Ces différences en matière de fiscalité conduisent au dumping fiscal. En effet, l’absence d’harmonisation de la fiscalité à l’échelle européenne conduit à la mise en place de stratégies non coopératives : il s’agit de mettre en place la fiscalité la plus avantageuse possible, afin d’attirer les entreprises et les capitaux étrangers, au détriment du budget des Etats et de la protection sociale. P. Artus (Artus, Patrick. « Quelles sont les difficultés essentielles de la zone euro ? », Revue de l'OFCE, 2017) affirme qu’il s’agit là d’un problème majeur, menaçant l’existence à terme de l’union économique.
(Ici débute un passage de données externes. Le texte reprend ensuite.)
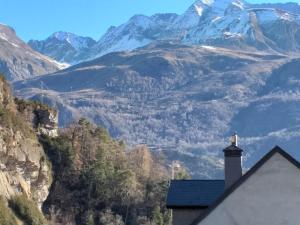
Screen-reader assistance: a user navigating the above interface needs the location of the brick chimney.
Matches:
[223,134,243,189]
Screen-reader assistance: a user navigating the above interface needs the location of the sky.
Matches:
[0,0,300,41]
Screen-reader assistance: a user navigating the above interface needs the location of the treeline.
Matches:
[40,119,171,225]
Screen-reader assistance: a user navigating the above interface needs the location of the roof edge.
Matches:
[190,145,300,225]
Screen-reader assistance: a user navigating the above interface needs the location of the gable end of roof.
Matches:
[190,146,300,225]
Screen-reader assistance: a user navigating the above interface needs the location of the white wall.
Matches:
[199,153,300,225]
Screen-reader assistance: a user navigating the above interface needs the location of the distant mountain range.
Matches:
[0,0,300,177]
[28,0,300,64]
[14,43,300,176]
[0,24,67,81]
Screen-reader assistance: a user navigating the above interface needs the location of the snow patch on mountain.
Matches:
[51,31,94,50]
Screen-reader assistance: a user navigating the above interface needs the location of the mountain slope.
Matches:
[28,32,96,64]
[0,24,65,81]
[15,43,298,177]
[0,76,51,207]
[31,0,300,64]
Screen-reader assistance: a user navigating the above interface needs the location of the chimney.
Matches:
[223,133,243,189]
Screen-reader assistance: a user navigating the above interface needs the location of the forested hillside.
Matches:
[40,119,175,225]
[0,77,187,225]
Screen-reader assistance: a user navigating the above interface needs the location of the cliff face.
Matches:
[0,77,51,206]
[15,99,58,137]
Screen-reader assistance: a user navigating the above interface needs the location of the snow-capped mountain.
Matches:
[28,31,96,64]
[0,24,67,81]
[30,0,300,64]
[14,43,300,177]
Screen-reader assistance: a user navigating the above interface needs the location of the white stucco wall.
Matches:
[199,153,300,225]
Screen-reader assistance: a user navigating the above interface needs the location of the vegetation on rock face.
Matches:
[0,196,17,225]
[40,119,170,225]
[9,195,47,225]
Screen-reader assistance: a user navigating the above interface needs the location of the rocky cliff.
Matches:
[0,77,51,206]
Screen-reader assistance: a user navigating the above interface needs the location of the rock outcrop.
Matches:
[15,98,58,137]
[0,77,51,206]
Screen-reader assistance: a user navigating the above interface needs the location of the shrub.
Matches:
[9,195,47,225]
[0,196,17,225]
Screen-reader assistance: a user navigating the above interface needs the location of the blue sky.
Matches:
[0,0,300,41]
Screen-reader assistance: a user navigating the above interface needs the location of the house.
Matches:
[167,134,300,225]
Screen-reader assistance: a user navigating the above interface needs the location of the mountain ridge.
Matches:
[0,24,66,81]
[29,0,300,64]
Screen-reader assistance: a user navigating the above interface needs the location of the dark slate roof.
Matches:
[191,146,300,225]
[167,180,225,208]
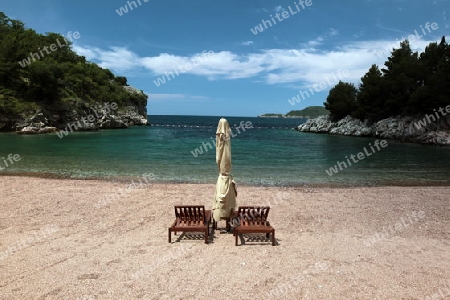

La concurrence fiscale en Europe s’exerce principalement par deux leviers :

  • Baisse des cotisations sociales des entreprises :

Il s’agit d’un levier principalement activé par l’Allemagne au milieu des années 2000, suivie par l’Espagne depuis 2009 et certainement par la France.

  • Baisse de l’impôt sur les sociétés :

On observe que la concurrence fiscale a conduit à une véritable baisse des taux moyens d’imposition des profits des entreprises au sein de la zone euro en l’espace de 10 ans (1998-2008).

Pour Patrick Artus, « le problème de politique budgétaire de la zone euro n’a pas été la réduction des déficits publics à partir de 2011 mais l’utilisation dans certains pays de la hausse de la pression fiscale et non de la baisse des dépenses publiques pour réduire le déficit public ».

               

2. Les enjeux de l’harmonisation fiscale

Ces stratégies de dumping fiscal sont favorisées par la constitution du marché unique, qui favorise la libre circulation des facteurs de production au sein de l’UE. Dès lors, il devient difficile de lutter contre la mise en place de stratégies anticoncurrentielles en l’absence de fédéralisme économique et budgétaire.

Dans une optique libérale, certains arguments sont favorables au maintien de la concurrence fiscale :

  • Elle n’impose pas de modèle en matière de protection sociale.
  • Elle limite l’interventionnisme étatique et assure une allocation optimale des ressources via le mécanisme de marché.
  • Elle compense le manque d’attractivité de certains pays (éloignement géographique, retard de développement).

Elle est également fortement critiquée :

  • Elle augmente la pression fiscale sur le travail des ménages et sur la consommation (pour compenser la perte des prélèvements sur le profit des entreprises).
  • Elle encourage l’optimisation fiscale, c’est notamment le cas des GAFAM : pour être taxée, il faut qu’une entreprise dispose d’un établissement stable en France.
  • Elle risque à terme d’accroître les inégalités et la pauvreté en réduisant les marges de manœuvre budgétaire des Etats.

Deux perspectives opposées sont aujourd’hui envisageables pour l’UE :

  • Une concurrence accrue dans le cadre d’une Europe « à la carte » avec une absence de coordination fiscale dans un cadre général de stratégies anti coopératives à l’échelle internationale, renforcé dans le cadre d’une économie « virtuelle ». Le Royaume-Uni menace ainsi de baisser radicalement sont taux d’imposition des entreprises après la réalisation du Brexit.
  • Une coopération renforcée qui conduit progressivement vers l’harmonisation. La Commission européenne émet l’idée d’un impôt européen autour de trois instruments : mise en place d’une TVA européenne, taxation des carburants, impôt commun sur les sociétés. Ces pistes sont pour le moment loin d’être réalisées.

La question de la coopération économique est fondamentale, notamment dans la perspective de construction d’une Europe sociale.